The hallway was empty. Win climbed the stairs to the main floor. Nobody at the desk. He went outside. School year ended, slow-moving figures in the distance, summer students, maintenance men, and a lawn sprinkler sending out spray in overlapping arcs, all the lazy brightness of cobwebbed grass.
Before the murder attempt comes the provocation.
He'd devised a top-secret memo from the Deputy Director Plans to selected members of the Senior Study Effort, dated May 1961. It concerned the assassination of foreign leaders from a philosophical point of view. It also included a fragment from the psalm-book, not known to the outside world. Terminate with extreme prejudice. Parmenter was handling the actual production of the memo on a suitable typewriter and stationery.
Two. Through his contacts in Little Havana, Everett had planted a cryptic news item in an exile magazine published in New Jersey. The story, from an unnamed source, concerned an operation run in July 1961 by the Office of Naval Intelligence out of Guantanamo, the U.S. base near the eastern end of Cuba. The story was fabricated but the plan itself was real, involving the assassination of Fidel Castro and his brother Raul. This news item would be found among the subject's effects after the failed attempt on the life of the President.
Three. He was working on a scheme involving telephone notes on pages of stationery used by the Technical Services Division. Doodles, phone numbers, abbreviations of the names of advanced poisons produced by a special unit of the division, known entertainingly as the Health Alteration Committee. A person following the sequence of phone numbers would be led along a serendipitous path with a number of ordinary stops (florist, supermarket) as well as the home of an exile leader in Miami, a motel in Key Biscayne known to be mob-run, a yacht moored at a Miami marina-living quarters of the CIA's chief of station.
He headed toward the car.
Local color, background, connections for investigators to ponder. He had other schemes, other documents, authentic, relating to attempts on Castro's life-attempts he'd personally been involved in at the planning stage. It would be up to Parmenter to get this reading matter, circuitously, into the hands of journalists, subcommittee members and anyone else who might bring them to light. Once people saw the attempt on the President as a Cuban response to repeated efforts of U.S. intelligence to murder Castro, we were all halfway home to getting the island back.
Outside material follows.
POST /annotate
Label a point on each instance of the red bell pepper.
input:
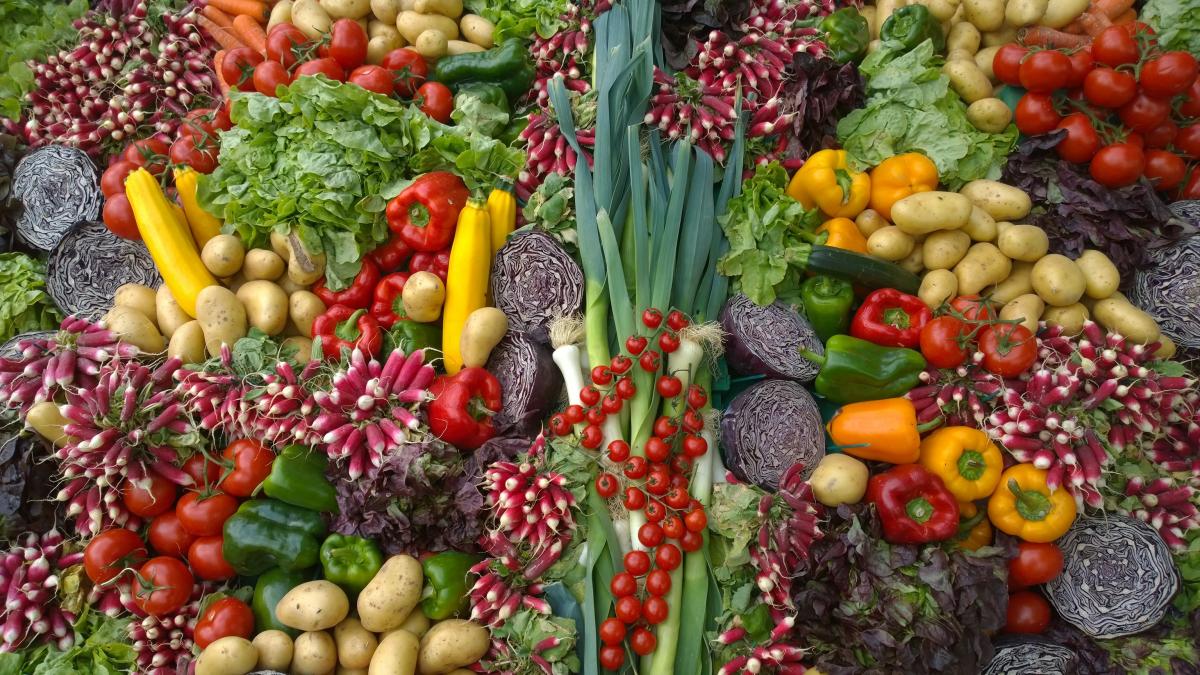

He saw them sitting in the car. He began to smile, shielding his eyes from the sun. He approached the front door on the passenger side. The wet grass looked spangled in the heat and glare. He tiptoed closer, smiling broadly, waiting for Suzanne to spot him.
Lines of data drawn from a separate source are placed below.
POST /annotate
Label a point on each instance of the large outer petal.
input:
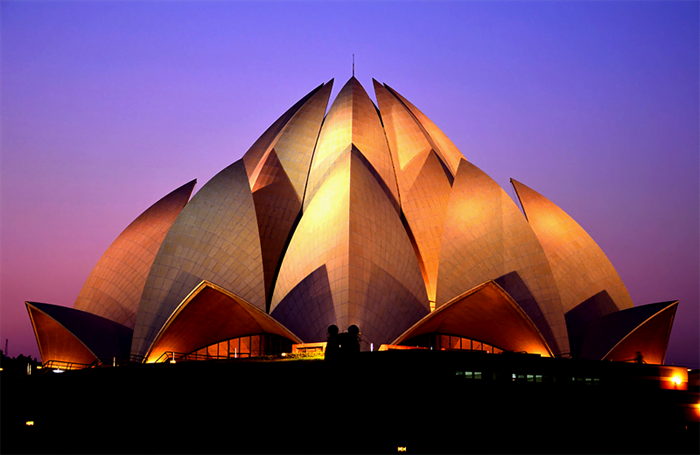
(486, 238)
(352, 121)
(211, 314)
(114, 286)
(580, 267)
(352, 239)
(215, 238)
(486, 313)
(70, 335)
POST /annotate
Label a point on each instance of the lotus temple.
(363, 215)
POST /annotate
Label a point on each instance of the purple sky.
(106, 107)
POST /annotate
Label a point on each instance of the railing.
(61, 365)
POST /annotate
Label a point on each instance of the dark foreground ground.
(379, 403)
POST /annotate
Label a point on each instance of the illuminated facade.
(366, 215)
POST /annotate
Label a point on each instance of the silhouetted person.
(353, 338)
(333, 343)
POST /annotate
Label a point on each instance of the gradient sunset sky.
(105, 107)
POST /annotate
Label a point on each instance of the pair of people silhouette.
(342, 345)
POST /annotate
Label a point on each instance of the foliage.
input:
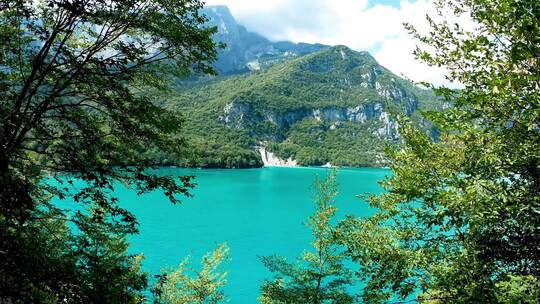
(319, 276)
(73, 111)
(460, 221)
(177, 287)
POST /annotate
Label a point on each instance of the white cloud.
(376, 28)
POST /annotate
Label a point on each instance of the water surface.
(257, 212)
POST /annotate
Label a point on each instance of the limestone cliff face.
(241, 114)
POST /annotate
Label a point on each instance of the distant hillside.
(245, 50)
(333, 106)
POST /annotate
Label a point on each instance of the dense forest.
(334, 105)
(85, 91)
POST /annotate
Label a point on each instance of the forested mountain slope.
(333, 106)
Guy Banister sat alone in the Katz amp; Jammer Bar. He had his private spot at the near end, where the bar curves into the wall. He liked to sit with his back against the wall, looking out to the street, to the neon heads bobbing past the Falstaff sign in the high window.
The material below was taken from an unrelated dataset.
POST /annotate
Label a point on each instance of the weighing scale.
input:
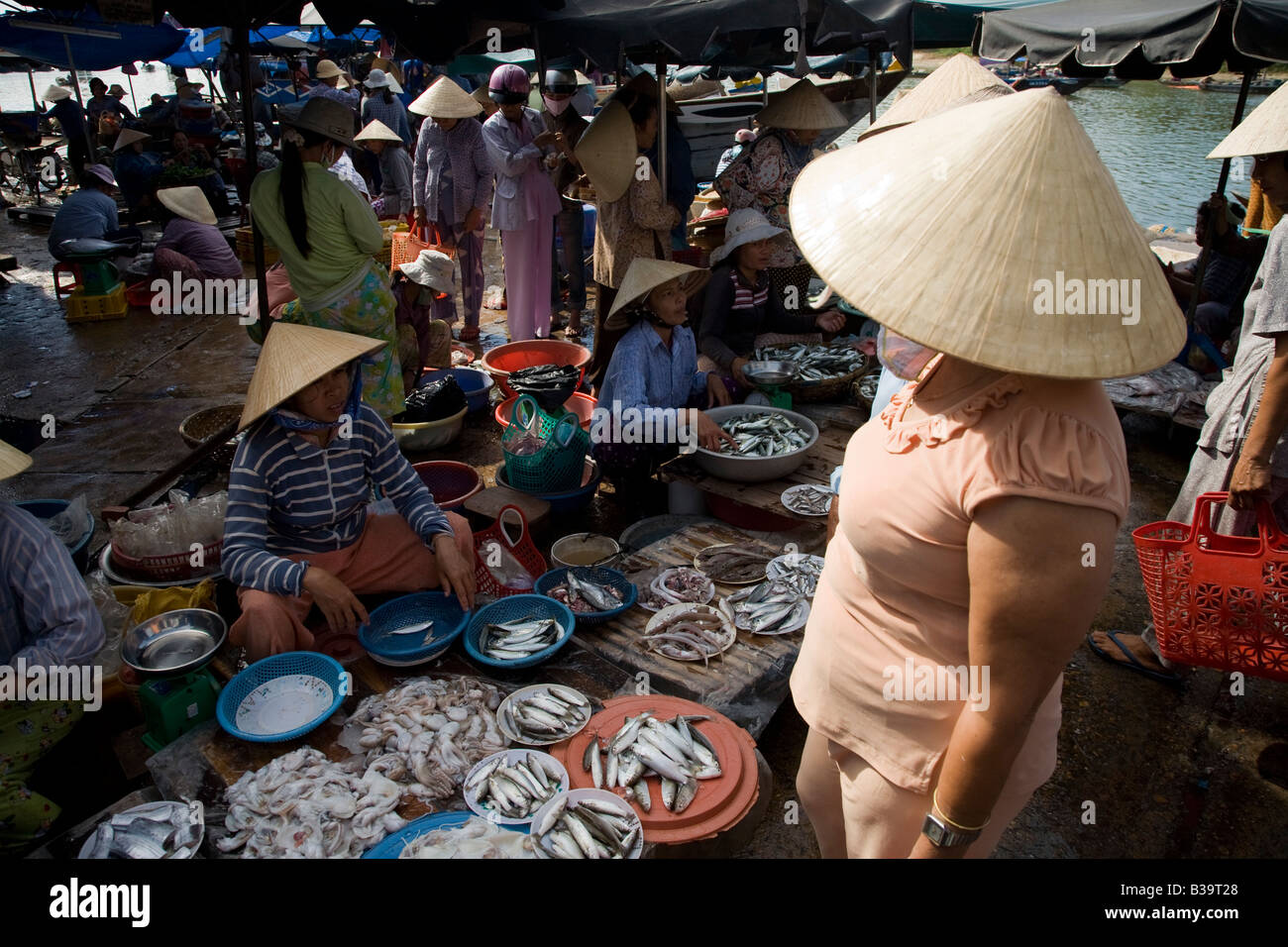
(769, 377)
His doctor told him don't drink. He drank. Don't smoke. He smoked. Give up the detective agency. He worked longer hours, compiled longer lists, shipped arms, stored munitions, ran a network of clean-cut boys who spied on local universities.
Dave Ferrie had this routine about a tumor growing on his brain. But it was Banister who had blackouts and dizzy spells, who sat at his desk and watched his hand start trembling, way out there, as if it belonged to someone else.
He was sixty-three years old, twenty years in the Bureau, a decorated agent drinking alone in a bar.
He carried a blue-steel Colt under his jacket, chambered for the.357 magnum cartridge. Guy sincerely believed the old reliable. 38 special with standard police loads was simply not enough gun for the type of situation a man of his standing might run into any time of day or night. Amen. Beautiful auburn glitter at the bottom of the glass. He knocked back the last of the bourbon and watched the man come forward.
"We got him coming out of the Biograph in Chicago, July of '34, shot him dead in an alleyway three doors down from the theater."
"This is who are we talking about now," says the jug-eared barman.
"Mr. John Dillinger. This is who. Fill the fucking glass."
"Rocks or not?"
"Famous finish. Old Dillinger buffs could tell you what was playing at the movie house when we gunned him down."